Applying these arguments to Siri, these scholars would likely support revising Siri's scripts to be more contingent (context-specific to different use-cases), and more up for ongoing revision. Moreover, they would likely appreciate seeing how Siri is or could be "opaque" to various users (i.e. to see how Siri is not always comfortable to interact with, despite this being a core business goal of Siri). In other words, they would broadly authorize reimagining Siri in some way and critiquing Siri's interactions with people, as this project does in Parts 1 and 2. In this sense, scholarship on identity aligns with English and Communication research on AI and related technologies meant to complicate our sense of who/what can be a rhetor (Ingraham, 2014; Coleman, 2018; Brock & Shepherd, 2016; Fancher (2018); Gallagher (2017); Holmes (2018); Arola (2012); Eyman (2015); Brown (2014); Elish & boyd (2018)). For instance, Miles Coleman's (2018) concept of "machinic rhetorics" involved speculating that Siri is a productive entry point for identifying AI ethos: "Are Speech/Voice User Interfaces possible sites for productive disruption and resistance? Are they yet another instance in which ideology lurks in our 'neutral' interfaces? Machinic rhetoric helps us realize that yes, they are" (p. 347). Likewise, an older generation of scholarship argued that computers are cultural artifacts (Selber, 2004; Hill, 2010), critiqued the racial ideologies built into the early 1990s Mac interface (Selfe & Selfe, 1994), and explored the challenges and contradictions of changing society via technology (Feenberg, 2002 [1991]).

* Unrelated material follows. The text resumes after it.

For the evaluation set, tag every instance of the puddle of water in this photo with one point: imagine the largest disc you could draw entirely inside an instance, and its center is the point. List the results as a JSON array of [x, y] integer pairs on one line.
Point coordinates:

By pursuing identity as such, this project takes a similar approach to Nielsen (2015), who examined how online roleplaying games let players play with gender, race, sexual orientation, and even species (!) identities through designing their own avatar. (See also Beck's (2015) discussion of how websites impose "invisible" identities on people.) In Nielsen's analysis, these gameplay options extended and accentuated players' offline identities. As we turn to comedic videos about Siri, then, we might hypothesize that especially through play, people can leverage identities in ways unexpected by critics of identity, as both a resource for self- and group-identification, as well as a site of negotiating their representation in technical spheres.

  1. Identity as a resource. We would expect to find that YouTubers provide highly detailed descriptions about what that identity involves. In Part 1, this project groups those characterizations into wider categories, e.g. "values," "consumption," "ways of acting," etc., in order to avoid reproducing negative self-stereotypes. This structure also indicates that identity work is ongoing, contested, and up for revision, responding to Kerschbaum's (2012) concern.
  2. Identity as a site of negotiating representation. We would also expect YouTubers to use comedic videos to engage their audiences about Siri in a decidedly non-technical way. Because comedy doesn't need to be "taken seriously" (see Rossing, 2016; Ceccarelli, 1998), people on YouTube who wouldn't be taken seriously otherwise can make arguments that have bite to them, prompting us to listen well. Listening involves understanding, à la Alexander & Rhodes (2014), that we are somewhat opaque to each other. In Part 2, that means recognizing people's performance of being rejected by Siri (being literally "unheard"), as well as receiving three critiques of today's Siri. These prompt us to imagine revisions to Siri.

The identity-based approach taken in this project, then, is not just responsive to the YouTubers themselves; it has the possibility to affirm people's agency in reenvisioning our technological futures. This allows students and critics to better imagine "what might be otherwise" regarding Siri and other voice-driven AI.